Here’s the Arabs’ claim on the property: In the 1950s, Jordan and the United Nations agency for Palestinian refugees gave 28 refugee families homes there. The families say that Jordan promised them full ownership, but the houses were never formally registered in their names.

And this is the Jews' claim: A small Jewish community lived in the compound… from the late 19th century; the last remnants left during the hostilities leading up to the establishment of Israel in 1948, after which the area fell under Jordanian control.

CLEANSING ETHNICS
Any real estate attorney worth his salt would conclude immediately that this is a tale of long-term ownership which was interrupted by agencies that did not own the right to the land. But Kershner does away with this inconvenience by talking about "remnant" Jews who "left" in 1948, and then the Jordanians somehow obtained "control."

This fast and furious play with the history of siege and starvation of a Jewish civilian population by a British-led Jordanian Legion could be forgiven, had the reporter taken care to represent the other side of that reality through additional voices. I have to say that my immediate reaction to the story was one of feeling assaulted by a propaganda monger with little more than support for one of the sides in mind. This is such an autistically one-sided article, it is equally offensive to both right- and left-wingers.

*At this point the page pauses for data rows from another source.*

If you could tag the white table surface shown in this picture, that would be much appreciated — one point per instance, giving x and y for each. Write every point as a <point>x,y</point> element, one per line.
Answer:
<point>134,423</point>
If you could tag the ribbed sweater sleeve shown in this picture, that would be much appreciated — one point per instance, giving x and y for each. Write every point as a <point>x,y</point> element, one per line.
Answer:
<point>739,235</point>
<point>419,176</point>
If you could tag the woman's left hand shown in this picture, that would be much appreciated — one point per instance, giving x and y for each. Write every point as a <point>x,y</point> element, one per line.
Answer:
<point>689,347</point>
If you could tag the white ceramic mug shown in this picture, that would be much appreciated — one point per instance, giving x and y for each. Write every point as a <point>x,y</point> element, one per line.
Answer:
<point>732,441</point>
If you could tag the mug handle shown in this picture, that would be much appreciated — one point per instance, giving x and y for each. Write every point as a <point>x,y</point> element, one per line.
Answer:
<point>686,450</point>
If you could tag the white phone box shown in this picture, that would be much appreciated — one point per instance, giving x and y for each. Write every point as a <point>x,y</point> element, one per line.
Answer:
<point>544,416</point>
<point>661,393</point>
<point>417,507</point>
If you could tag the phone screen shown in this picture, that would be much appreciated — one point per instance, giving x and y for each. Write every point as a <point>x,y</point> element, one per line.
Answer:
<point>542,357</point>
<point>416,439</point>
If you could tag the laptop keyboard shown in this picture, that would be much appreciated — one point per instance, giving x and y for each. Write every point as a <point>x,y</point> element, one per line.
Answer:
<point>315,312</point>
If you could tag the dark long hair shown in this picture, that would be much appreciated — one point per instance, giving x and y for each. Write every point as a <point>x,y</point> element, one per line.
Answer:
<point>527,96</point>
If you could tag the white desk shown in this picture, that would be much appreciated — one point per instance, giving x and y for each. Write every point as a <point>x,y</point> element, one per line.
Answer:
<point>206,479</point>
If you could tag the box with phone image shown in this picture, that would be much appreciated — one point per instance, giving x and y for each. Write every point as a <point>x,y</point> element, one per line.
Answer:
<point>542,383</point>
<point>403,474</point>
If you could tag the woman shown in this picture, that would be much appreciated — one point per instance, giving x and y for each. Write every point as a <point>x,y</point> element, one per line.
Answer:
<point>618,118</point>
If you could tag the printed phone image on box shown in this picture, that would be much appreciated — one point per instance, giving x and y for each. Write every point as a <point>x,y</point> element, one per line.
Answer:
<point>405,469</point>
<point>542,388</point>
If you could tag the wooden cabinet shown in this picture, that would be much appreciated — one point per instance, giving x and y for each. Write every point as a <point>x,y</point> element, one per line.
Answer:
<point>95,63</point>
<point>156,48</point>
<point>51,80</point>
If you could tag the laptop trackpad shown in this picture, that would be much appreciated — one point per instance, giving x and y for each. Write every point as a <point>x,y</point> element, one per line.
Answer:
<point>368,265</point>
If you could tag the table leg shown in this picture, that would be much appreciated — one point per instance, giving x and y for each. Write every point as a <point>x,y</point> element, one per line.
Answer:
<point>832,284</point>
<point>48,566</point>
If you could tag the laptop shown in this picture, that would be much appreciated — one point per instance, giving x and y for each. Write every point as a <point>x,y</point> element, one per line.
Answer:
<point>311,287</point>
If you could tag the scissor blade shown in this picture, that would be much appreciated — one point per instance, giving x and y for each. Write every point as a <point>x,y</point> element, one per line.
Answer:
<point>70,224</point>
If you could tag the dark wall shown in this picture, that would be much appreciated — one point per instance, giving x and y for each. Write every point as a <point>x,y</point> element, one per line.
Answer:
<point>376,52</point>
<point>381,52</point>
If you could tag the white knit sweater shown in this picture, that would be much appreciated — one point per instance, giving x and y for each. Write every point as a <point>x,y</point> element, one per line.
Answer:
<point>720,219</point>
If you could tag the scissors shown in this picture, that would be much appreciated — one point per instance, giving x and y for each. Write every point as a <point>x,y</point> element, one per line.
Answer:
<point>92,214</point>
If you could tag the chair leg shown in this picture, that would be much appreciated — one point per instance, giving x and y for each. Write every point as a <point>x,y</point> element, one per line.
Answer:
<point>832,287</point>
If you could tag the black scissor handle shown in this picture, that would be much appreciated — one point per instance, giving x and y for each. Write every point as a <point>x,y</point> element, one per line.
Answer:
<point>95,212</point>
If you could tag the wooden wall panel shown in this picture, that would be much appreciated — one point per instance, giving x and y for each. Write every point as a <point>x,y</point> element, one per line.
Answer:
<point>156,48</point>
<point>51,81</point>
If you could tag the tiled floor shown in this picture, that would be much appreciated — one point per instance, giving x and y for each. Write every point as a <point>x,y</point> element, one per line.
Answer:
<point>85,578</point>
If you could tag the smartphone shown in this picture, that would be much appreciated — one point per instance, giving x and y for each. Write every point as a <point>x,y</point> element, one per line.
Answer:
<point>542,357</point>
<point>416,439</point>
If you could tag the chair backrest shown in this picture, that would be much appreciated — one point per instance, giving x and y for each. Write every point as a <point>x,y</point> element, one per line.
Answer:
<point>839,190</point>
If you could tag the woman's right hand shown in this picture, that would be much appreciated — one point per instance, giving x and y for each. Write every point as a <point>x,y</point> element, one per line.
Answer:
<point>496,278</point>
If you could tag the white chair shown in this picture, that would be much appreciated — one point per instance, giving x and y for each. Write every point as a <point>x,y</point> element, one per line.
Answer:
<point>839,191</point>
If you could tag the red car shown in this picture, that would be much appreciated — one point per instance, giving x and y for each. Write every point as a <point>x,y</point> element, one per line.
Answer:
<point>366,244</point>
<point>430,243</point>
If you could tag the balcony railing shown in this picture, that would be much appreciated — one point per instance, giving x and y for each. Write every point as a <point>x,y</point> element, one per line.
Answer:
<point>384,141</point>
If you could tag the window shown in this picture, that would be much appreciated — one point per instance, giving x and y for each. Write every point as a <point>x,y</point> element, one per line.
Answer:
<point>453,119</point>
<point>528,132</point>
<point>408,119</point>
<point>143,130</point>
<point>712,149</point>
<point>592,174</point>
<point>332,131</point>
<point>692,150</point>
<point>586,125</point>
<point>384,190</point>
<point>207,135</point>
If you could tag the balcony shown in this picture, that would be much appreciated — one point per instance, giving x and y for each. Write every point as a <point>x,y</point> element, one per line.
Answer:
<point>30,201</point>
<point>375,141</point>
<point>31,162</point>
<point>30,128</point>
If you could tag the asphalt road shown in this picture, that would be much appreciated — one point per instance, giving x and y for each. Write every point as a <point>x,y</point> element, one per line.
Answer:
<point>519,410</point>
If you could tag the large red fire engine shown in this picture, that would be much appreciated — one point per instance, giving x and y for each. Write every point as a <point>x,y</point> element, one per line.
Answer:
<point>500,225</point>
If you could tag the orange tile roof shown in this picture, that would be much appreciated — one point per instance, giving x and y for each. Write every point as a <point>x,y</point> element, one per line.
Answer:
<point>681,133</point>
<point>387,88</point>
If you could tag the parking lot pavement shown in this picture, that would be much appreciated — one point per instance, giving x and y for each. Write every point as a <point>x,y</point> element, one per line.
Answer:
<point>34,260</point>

Which has to be my nugget of goodness for the day. Today I discovered that reporters with a mission who abandon their elementary obligation to their readers, namely to provide as full an offering of the facts as possible, contribute to the demise of the very people they wish to support. In a reality in which their side doesn’t stand a chance of ever being fairly represented, "fervent nationalist" Jews are more likely to rely on the law, giving up on values like empathy and neighborly sentiments. Fairness and honesty are not a luxury in a time of great disputes, they are the most essential, indispensable qualities.

Yori Yanover

3 comments:

  1. Thank you Yori for your deconstruction, you should for one be careful about having friends who are Republican voters. You should have made clear that all the people quoted were on the Far Left of Israeli politics.

    ReplyDelete
  2. Hello Yori,
    All though BAGATZ (Israeli Supreme Court) upheld the pre48 land deed, there is still a problematic legal and moral dissonance between the 1970 ruling and the Absentee Property Law. There is an important aspect of the Israeli-Palestinian conflict which you both have missed, which is murky in its legal status but is essential for Israel, and has been crafted into a true art form in Jerusalem specifically. That is the culture of compromise and settlement (settlement in the legal sense not the "land garb sense), in hebrew the word is "hesder".
    Paralel to the law functions a system of ad-hoc settlements surrounding sensitive issues suspected of being "entifada" worthy has been born and nourished. The point in the ad-hoc arrangements surrounding specific border and refugee issues problems is to postpone them to be resolved at a later point in time as part of an "all around- friends forever- borders- Jerusalem and refugees" peace agrement. Shiek Jarach is just such a situation.
    No matter your stand on the details and timing of the peace, or lack-of, deal to come, these evacuations tear down and destroy the carefully put into place hesder in Shiek Jarach. Cultivated and crafted by no one other than official Israeli government policy since way back in the day.
    It opens the claims to any pre48 land deeds by Palestinians and shows the problematic clash, and structural bias, between the Absyntee Property Law and the 1970 ruiling.
    Israeli is ruled by law but unlike America and the EU it is also ruled by the hesder, if only for its own survival. Anybody who denies its existence should be very wary of the true consequences, if only because there is a true and honest rule of law in Israel.
    I dont know about you but im planning to be in Shiek Jarch this saturday.
    Omer, Sderot

    ReplyDelete
  3. Hi Ya, Omer,

    Good point on small, local arrangements, which often outlast the big, all-encompassing ones. My point, though, was about the reporters failure to present a useful depiction of the events in context, so no one learned much other than their prejudices.